Katie Britt a défendu le lien entre son compte de trafic sexuel et Joe Biden

La sénatrice de l#39Alabama, Katie Britt, est devenue le centre de l#39attention politique la semaine dernière et souhaiterait peut-être pouvoir s#39en sortir.

  • Katie Britt a défendu un lien entre son compte de trafic sexuel et Joe Biden.
  • Britt a évoqué une anecdote d'une victime de trafic sexuel, mais cette histoire s'est produite au Mexique sous l'administration de George W. Bush, pas sous Biden.
  • Britt a affirmé que les politiques frontalières de Biden étaient une honte, malgré des preuves contraires à ses allégations.

Katie Britt a défendu le lien entre son compte de trafic sexuel et Joe Biden

Tout en affirmant que Biden a « invité » la crise de l’immigration à la frontière sud, Britt a évoqué l’anecdote d’une victime de trafic sexuel avec qui elle a dit avoir parlé après son entrée en fonction en 2023.

« Je me suis rendu dans le secteur de Del Rio au Texas.

C#39est là que j#39ai parlé à une femme qui m#39a raconté son histoire. Elle avait été victime de trafic sexuel par les cartels dès l#39âge de 12 ans. Elle m#39a dit non seulement qu#39elle avait été violée à chaque fois.

jour, mais combien de fois par jour elle a été violée », a déclaré Britt.

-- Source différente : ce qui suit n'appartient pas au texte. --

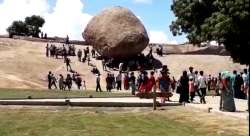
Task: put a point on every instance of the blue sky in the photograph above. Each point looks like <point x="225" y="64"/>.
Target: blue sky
<point x="155" y="15"/>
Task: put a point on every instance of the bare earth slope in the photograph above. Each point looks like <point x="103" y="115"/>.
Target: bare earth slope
<point x="23" y="64"/>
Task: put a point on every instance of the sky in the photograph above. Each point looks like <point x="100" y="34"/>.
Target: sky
<point x="70" y="17"/>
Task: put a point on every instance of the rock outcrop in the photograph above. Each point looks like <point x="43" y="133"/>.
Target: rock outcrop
<point x="116" y="33"/>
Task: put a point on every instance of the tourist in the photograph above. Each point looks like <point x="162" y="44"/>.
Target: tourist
<point x="108" y="82"/>
<point x="191" y="89"/>
<point x="191" y="74"/>
<point x="139" y="80"/>
<point x="47" y="50"/>
<point x="78" y="81"/>
<point x="93" y="53"/>
<point x="245" y="77"/>
<point x="132" y="83"/>
<point x="120" y="67"/>
<point x="67" y="40"/>
<point x="69" y="81"/>
<point x="104" y="65"/>
<point x="202" y="87"/>
<point x="151" y="83"/>
<point x="88" y="59"/>
<point x="173" y="84"/>
<point x="64" y="53"/>
<point x="53" y="81"/>
<point x="68" y="66"/>
<point x="227" y="99"/>
<point x="84" y="85"/>
<point x="238" y="90"/>
<point x="184" y="88"/>
<point x="61" y="82"/>
<point x="213" y="86"/>
<point x="126" y="81"/>
<point x="79" y="54"/>
<point x="163" y="83"/>
<point x="49" y="79"/>
<point x="209" y="79"/>
<point x="119" y="81"/>
<point x="196" y="83"/>
<point x="98" y="84"/>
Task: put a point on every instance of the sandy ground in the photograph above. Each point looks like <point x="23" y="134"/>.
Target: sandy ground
<point x="23" y="64"/>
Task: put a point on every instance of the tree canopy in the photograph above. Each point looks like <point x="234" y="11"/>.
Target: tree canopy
<point x="224" y="21"/>
<point x="30" y="27"/>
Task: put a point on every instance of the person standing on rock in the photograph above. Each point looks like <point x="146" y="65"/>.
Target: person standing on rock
<point x="68" y="66"/>
<point x="49" y="79"/>
<point x="79" y="54"/>
<point x="98" y="84"/>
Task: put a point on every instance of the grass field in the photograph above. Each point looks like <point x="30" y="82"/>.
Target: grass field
<point x="24" y="93"/>
<point x="177" y="121"/>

Tout en décrivant les circonstances dévastatrices du cas de la femme, Britt semblait laisser entendre que cela s#39était produit sous l#39administration de Biden.

« Nous ne serions pas d#39accord que cela se produise dans un pays du tiers monde.

Nous sommes les États-Unis d#39Amérique et il est grand temps, à mon avis, de commencer à agir comme cela. La politique frontalière du président Biden est une honte », a-t-il ajouté. » dit Britt.

Le problème, c’est que le cas évoqué par Britt s’est produit au Mexique sous la deuxième administration de George W. Bush. La victime a témoigné avoir été victime d#39abus de 2004 à 2008, et une vérification des faits par le Washington Put up n#39a trouvé aucune preuve que des cartels étaient impliqués, malgré les affirmations contraires de Britt.

Britt a défendu sa formulation.

« Non, Shannon, écoutez, j#39ai dit très spécifiquement que c#39est ce que le président Biden a fait au cours de ses 100 premiers jours », détaillant les politiques d#39immigration du président et les actions de l#39exécutif avec lesquelles Britt n#39était pas d#39accord.

Britt a déclaré qu#39elle contrastait simplement les premiers jours de Biden avec ses 100 premiers jours au pouvoir, au cours desquels elle a déclaré s#39être rendue à la frontière à plusieurs reprises et s#39être entretenue avec « d#39anciennes victimes de cartels de la drogue ».

« Eh bien, j#39ai dit très clairement que j#39avais parlé à une femme qui m#39avait raconté qu#39elle avait été victime de trafic lorsqu#39elle avait 12 ans », a répondu Britt. « Je n#39ai pas dit une adolescente, je n#39ai pas dit une jeune femme.

Une femme adulte, une femme. »

S#39adressant au Put up, le directeur des communications de Britt, Sean Ross, n#39est pas d#39accord avec l#39hypothèse selon laquelle le langage de Britt à propos de l#39anecdote était trompeur.

affirmant que les politiques de Biden ont « autorisé les cartels » à victimiser additionally de personnes « que jamais auparavant ».